The One Who Could Read Sheet Music Went There

The One Who Could Read Sheet Music Went There
Introductory chapters, interviews and editing by Éva Kelemen

National Széchényi Library, Bp., 2020., 216 pages
ISBN 978-963-200-707-6

2 900,- Ft
Available

The National Library’s collection has treasured musical documents since its founding. Ferenc Széchényi and his family members devoted to music also collected and donated sheet music to the library. During the 19th and 20th centuries, many librarians and library professionals made a point of preserving and enriching musical materials. The idea of ​​creating an independent Music Collection was formed as early as the beginning of the 20th century, and finally in 1924, after lengthy preparations, the Music Department of the library was established.

The editor of the volume, Éva Kelemen, has been studying the history of the nearly hundred-year-old collection for a long time. This time, she used for her research one of the well-known genres of oral history: she collected new data, living memories through personal interviews with former colleagues. The publication of these interviews forms the core of this volume. The edited, engaging conversations bring to life the former everyday life of the Music Collection, and new correlation that written documents could not reveal previously. During the interviews, it also became clear that the certain professional careers intertwined so closely with the private lives of the person and sometimes with the political aspects of the time, that the interviewees’ recollections could raise the interest not only of music and library historians, but also that of a number of cultural history researchers studying the given period, and the general public. All of the interviewees – Mária Eckhardt, Zoltán Falvy, Klára Hamburger, László Somfai and Veronika Vavrinecz – started their careers in the Music Collection of the National Széchényi Library, several of whom became renowned experts of musicology in Hungary and abroad. Mária Eckhardt and Klára Hamburger were renowned representatives of Liszt research, László Somfai was a leading Haydn and Bartók researcher, and Zoltán Falvy, who died shortly after the interview, worked mainly in the field of Hungarian musical records from the Middle Ages. Veronika Vavrinecz, the retired director of the Music Collection, became a renowned specialist in music library science and the exploration of national and international musical sources.

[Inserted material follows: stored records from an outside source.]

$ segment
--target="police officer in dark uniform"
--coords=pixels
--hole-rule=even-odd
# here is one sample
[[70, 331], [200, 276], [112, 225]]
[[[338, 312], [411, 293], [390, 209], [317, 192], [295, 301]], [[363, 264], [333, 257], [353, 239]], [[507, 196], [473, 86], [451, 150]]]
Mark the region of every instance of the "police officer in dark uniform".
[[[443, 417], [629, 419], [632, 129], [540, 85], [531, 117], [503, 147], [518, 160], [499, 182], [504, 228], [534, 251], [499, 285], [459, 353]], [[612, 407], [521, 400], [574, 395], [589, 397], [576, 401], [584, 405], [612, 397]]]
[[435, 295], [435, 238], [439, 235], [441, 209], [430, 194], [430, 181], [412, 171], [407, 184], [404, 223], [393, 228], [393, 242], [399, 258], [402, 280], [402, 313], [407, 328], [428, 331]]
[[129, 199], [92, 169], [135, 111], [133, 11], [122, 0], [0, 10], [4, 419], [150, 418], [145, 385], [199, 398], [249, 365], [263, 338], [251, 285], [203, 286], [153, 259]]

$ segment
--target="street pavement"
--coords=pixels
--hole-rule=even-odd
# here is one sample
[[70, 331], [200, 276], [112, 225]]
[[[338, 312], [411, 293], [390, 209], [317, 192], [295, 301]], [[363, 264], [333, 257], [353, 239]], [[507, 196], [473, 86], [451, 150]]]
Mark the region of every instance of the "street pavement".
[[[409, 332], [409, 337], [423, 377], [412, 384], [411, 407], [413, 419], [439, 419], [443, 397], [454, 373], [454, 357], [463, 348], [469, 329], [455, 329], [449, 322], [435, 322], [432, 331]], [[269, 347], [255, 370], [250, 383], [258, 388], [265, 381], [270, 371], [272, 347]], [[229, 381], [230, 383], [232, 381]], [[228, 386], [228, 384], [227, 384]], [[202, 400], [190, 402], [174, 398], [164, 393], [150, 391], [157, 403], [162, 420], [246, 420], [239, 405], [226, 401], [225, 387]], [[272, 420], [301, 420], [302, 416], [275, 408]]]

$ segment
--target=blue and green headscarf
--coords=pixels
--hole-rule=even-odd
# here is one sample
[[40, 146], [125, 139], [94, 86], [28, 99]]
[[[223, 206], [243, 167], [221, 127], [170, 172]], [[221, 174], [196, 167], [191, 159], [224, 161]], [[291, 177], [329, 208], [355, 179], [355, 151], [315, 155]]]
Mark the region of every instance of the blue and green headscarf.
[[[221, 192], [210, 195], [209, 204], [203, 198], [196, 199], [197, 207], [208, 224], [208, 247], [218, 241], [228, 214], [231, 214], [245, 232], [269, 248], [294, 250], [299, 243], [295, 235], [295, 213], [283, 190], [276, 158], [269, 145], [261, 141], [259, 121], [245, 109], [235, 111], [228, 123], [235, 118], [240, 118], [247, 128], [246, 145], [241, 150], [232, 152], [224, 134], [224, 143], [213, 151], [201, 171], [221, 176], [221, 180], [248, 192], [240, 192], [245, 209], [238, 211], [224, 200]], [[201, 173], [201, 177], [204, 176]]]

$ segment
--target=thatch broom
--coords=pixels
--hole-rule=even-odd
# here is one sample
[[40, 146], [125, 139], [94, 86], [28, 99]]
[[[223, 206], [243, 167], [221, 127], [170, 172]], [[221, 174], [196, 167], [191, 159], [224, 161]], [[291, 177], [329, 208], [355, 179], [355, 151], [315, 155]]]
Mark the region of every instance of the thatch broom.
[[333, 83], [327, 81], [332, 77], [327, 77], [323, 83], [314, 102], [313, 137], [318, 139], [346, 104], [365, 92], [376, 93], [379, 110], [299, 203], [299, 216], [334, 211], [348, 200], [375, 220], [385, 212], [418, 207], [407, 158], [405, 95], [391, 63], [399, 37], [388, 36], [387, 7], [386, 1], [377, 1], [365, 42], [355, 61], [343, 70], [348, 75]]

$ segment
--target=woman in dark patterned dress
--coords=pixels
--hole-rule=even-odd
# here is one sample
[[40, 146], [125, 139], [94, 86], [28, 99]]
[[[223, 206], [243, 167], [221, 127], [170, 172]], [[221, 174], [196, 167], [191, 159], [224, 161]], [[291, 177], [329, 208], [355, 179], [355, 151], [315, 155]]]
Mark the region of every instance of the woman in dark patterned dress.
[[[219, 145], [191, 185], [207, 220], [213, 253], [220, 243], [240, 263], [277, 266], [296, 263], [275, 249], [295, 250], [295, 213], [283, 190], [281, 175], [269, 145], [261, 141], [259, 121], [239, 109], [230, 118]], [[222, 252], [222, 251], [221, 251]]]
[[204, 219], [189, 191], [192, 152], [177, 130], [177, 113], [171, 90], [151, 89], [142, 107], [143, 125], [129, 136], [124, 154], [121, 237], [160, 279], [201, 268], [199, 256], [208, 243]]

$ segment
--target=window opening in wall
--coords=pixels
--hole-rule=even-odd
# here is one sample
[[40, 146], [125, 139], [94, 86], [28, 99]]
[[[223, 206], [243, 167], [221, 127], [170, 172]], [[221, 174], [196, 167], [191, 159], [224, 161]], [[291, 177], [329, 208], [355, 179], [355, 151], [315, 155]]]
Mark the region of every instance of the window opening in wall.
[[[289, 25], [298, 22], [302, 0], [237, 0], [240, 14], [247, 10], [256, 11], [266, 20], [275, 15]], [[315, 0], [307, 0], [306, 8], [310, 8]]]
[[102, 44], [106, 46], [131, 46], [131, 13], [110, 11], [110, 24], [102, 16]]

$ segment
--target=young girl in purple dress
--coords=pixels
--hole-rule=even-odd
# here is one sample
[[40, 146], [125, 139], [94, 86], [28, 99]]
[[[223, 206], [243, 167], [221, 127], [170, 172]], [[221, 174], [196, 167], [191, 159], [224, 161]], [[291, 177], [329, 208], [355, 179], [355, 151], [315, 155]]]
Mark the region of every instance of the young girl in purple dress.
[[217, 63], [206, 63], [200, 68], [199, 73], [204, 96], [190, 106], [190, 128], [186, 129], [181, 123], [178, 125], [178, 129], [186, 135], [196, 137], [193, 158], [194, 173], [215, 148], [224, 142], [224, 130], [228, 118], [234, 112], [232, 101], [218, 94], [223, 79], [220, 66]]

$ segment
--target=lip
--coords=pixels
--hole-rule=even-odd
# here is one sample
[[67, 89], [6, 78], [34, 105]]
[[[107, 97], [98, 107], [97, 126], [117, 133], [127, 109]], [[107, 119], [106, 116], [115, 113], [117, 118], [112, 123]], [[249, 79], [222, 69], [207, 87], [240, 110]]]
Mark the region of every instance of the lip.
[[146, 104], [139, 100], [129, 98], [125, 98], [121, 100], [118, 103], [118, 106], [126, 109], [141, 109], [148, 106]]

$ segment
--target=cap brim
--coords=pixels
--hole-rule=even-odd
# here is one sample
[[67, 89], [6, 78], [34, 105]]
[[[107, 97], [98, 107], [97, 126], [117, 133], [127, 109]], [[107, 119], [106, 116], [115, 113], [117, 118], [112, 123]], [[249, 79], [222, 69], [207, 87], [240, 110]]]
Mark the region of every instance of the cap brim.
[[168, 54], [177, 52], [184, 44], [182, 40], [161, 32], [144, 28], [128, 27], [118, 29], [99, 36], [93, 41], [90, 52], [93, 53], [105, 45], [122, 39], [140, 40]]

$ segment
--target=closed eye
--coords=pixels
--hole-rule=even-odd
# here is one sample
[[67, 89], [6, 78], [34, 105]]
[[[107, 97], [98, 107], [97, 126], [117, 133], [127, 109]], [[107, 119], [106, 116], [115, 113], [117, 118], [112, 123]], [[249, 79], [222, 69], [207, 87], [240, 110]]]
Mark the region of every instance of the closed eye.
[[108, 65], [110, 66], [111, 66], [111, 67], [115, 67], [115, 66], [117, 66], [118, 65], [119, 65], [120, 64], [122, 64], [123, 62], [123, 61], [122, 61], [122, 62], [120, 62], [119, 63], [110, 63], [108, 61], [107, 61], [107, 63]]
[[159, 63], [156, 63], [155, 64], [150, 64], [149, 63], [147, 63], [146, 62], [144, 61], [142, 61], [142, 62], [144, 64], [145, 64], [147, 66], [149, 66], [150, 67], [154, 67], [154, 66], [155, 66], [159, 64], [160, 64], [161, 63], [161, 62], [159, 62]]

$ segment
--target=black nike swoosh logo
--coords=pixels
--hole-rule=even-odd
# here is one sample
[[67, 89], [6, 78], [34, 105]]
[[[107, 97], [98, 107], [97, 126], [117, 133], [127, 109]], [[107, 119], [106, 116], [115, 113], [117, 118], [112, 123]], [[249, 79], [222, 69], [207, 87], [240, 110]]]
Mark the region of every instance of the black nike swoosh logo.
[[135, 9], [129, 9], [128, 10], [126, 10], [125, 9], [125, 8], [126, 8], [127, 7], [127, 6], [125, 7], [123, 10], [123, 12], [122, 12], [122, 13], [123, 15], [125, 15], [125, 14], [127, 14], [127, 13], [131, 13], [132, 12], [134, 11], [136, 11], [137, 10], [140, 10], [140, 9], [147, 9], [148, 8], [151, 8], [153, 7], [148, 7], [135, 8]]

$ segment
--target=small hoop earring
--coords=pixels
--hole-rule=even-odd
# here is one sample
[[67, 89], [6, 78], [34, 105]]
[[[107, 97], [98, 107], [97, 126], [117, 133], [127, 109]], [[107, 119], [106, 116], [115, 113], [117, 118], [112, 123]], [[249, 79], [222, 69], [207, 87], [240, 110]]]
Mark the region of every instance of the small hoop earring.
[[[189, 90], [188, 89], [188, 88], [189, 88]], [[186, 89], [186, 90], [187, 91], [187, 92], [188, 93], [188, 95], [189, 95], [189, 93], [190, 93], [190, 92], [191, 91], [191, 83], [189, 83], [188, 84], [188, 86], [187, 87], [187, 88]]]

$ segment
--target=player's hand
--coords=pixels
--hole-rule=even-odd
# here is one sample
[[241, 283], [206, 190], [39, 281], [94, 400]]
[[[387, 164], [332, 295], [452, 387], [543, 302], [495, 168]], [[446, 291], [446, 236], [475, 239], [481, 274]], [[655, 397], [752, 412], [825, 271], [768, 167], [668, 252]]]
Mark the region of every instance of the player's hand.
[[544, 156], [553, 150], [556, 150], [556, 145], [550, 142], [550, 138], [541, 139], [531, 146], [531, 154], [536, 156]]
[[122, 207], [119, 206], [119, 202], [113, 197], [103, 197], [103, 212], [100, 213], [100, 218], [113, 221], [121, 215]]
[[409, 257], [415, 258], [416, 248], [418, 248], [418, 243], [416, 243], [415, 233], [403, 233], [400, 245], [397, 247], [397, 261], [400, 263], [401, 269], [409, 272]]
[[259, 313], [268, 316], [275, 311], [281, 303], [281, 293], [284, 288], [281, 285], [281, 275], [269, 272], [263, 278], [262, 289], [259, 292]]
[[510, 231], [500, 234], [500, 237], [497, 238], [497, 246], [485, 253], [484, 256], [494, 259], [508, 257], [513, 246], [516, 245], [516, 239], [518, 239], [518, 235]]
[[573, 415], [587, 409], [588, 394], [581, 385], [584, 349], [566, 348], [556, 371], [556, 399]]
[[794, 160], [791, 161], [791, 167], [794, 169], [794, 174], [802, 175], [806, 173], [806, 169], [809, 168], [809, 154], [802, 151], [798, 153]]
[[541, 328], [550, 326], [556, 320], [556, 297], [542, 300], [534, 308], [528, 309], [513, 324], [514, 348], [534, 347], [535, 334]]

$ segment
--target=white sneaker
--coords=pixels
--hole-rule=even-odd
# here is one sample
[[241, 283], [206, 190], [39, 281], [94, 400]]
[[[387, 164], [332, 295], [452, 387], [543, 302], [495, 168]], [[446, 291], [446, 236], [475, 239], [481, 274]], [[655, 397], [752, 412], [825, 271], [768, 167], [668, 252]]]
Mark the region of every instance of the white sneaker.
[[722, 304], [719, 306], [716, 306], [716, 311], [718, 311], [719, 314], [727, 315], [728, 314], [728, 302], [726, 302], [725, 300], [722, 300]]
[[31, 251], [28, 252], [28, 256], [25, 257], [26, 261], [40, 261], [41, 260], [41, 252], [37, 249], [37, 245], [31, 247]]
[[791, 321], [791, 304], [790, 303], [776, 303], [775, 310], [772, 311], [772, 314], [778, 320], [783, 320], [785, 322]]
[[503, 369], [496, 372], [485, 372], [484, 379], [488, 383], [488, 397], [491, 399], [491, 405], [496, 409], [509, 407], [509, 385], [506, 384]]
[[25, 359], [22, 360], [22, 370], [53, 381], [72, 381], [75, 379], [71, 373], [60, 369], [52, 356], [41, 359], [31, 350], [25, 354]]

The interviews are introduced by Éva Kelemen’s two earlier studies, the first summarizing a short but rather significant pre-World War II period (1929–1934) of the collection. The second work reports on the years of reconstruction and consolidation after 1945 and the tireless activity of Jenő Vécsey until 1966. The latter is really closely tied to the subjects of the recollections, creating an exciting background to the interviews.